En novembre dernier, l’association L214 a rendu publique une vidéo issue d’un couvoir de Bretagne. Les images, filmées par un employé du couvoir, dépassent les limites du supportable. On y voit des poussins jetés vivants, par caisses entières, dans un broyeur d’où ressort une bouillie de corps déchiquetés, des poussins entassés et étouffés dans des sacs poubelle, des poussins abandonnés dans des bennes à ordure ou à même le sol.
L’étouffement de poussins dans des sacs-poubelle ou leur abandon dans les bennes à ordures étant des pratiques illégales, L214 a porté plainte pour cruauté envers les animaux.
La vidéo, visible sur le site Un animal, pas un déchet, a été vue plus de 300 000 fois sur Internet et par des millions de personnes à la télévision. Parallèlement, une pétition sur Change.org demandant au ministère de l’Agriculture l’interdiction de la mise à mort des poussins a accumulé plus de 50 000 signatures en moins de deux semaines.
Une logique déroutante
De très nombreuses personnes ont été profondément choquées par ces images. Une question est dans tous les esprits : comment est-ce possible ? Et ce d’autant plus que le massacre des poussins dans ce couvoir breton n’a, hélas, rien d’exceptionnel. Pire encore, le broyage ou le gazage des poussins sont des pratiques tout à fait légales.
L’explication est d’une logique déroutante. Les poules pondeuses et les poulets "pour la viande" sont issus d’une sélection génétique visant soit le meilleur taux de ponte, soit la croissance musculaire la plus rapide. Les deux espèces sont donc très différentes et les poussins mâles de la race "pondeuse", non rentables, sont systématiquement éliminés, et ce quel que soit le mode d’élevage – plein air et bio compris.
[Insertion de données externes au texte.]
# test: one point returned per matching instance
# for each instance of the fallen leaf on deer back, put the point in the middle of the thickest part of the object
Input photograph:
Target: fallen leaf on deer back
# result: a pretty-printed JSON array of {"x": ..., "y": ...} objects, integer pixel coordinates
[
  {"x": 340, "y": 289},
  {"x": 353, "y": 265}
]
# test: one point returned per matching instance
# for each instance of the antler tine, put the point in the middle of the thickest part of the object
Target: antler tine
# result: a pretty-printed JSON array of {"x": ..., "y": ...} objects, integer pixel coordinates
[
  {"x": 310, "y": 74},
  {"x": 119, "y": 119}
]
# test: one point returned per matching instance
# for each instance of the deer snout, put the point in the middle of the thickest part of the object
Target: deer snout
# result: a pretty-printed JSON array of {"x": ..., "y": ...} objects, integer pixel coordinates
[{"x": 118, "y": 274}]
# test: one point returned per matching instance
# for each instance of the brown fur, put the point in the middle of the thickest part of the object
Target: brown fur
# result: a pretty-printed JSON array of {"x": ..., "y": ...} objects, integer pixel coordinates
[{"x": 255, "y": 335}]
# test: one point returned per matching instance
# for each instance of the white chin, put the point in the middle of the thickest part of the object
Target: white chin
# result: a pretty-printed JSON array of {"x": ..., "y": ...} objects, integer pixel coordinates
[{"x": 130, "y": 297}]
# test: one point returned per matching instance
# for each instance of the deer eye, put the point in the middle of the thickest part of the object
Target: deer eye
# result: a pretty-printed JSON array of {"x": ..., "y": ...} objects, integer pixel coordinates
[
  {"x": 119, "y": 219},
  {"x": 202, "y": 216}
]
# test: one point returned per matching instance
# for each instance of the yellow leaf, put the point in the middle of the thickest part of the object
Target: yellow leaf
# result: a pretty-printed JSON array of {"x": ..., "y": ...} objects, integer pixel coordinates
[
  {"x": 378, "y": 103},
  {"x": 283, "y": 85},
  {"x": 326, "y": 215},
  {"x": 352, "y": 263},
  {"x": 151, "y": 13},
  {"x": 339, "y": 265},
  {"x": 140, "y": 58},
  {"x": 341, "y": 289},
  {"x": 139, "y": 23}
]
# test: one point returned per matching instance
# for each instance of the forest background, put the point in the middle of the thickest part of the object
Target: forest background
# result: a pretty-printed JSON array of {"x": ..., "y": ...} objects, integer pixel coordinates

Par ailleurs, les poussins jugés chétifs, malades, malformés ou en surnombre sont également tués.
Chaque année en France, ce sont plus de 50 millions de poussins qui sont ainsi massacrés à la chaîne dès le premier jour de leur vie : à peine éclos, ils sont condamnés, après avoir été violemment sélectionnés et triés, à périr broyés ou étouffés.
Des souffrances parmi d’autres
Comme il est évident que les consommateurs ne voudraient pas cautionner de tels actes, aucune marque ne vendant des œufs ou des poulets n’en parlera ; au contraire, les industries agricoles entretiennent soigneusement un imaginaire bucolique et communiquent sur le "bien-être" animal. Le choc est d’autant plus grand lorsqu’on prend conscience de l’envers du décor.
Toutes les filières d'élevage sont concernées. Partout où les animaux qui ne sont pas ou plus rentables sont considérés et traités comme des déchets dont il convient de se débarrasser à moindre coût. Épuisées par une année de ponte intensive, les poules pondeuses sont ainsi expédiées à l’abattoir, alors qu’elles pourraient vivre au moins dix ans. L’industrie agro-alimentaire a pour objectif de fournir des produits animaux (viande, œufs, laitages…) en masse, et le broyage des poussins ne constitue hélas qu’un exemple de toutes les souffrances endurées par les animaux dans les élevages et les abattoirs.
Sauver les poussins !
Il y a des personnes qui, révoltées par la détresse des poussins, suggèrent de les libérer dans de vastes enclos ou même des espaces naturels, mais ces bébés d’un jour sont fragiles et ne peuvent être livrés à eux-mêmes. Ils ont notamment un besoin vital de chaleur constante, d’être protégés des intempéries, des courants d’air et bien sûr des prédateurs, et même d’apprendre à manger – toutes choses normalement assurées par les mères poules, très attentionnées envers leurs petits.
Les producteurs n’ont aucun intérêt à investir dans des infrastructures pour sauver des poussins non productifs. L’adoption par des particuliers aimants et attentionnés est possible, mais combien d’oisillons pourraient être sauvés ? Ce sont plus de 50 millions de poussins qu’il faudrait placer chaque année, un objectif évidemment irréalisable.
La seule solution pour que cessent ces pratiques que tout le monde s’accorde à trouver inacceptables est de changer nos choix alimentaires et d’opter pour une alimentation végétale, puisque la raison d’exister de ces poussins est la même que celle de tous les autres animaux d’élevage : fournir des produits destinés à la consommation humaine.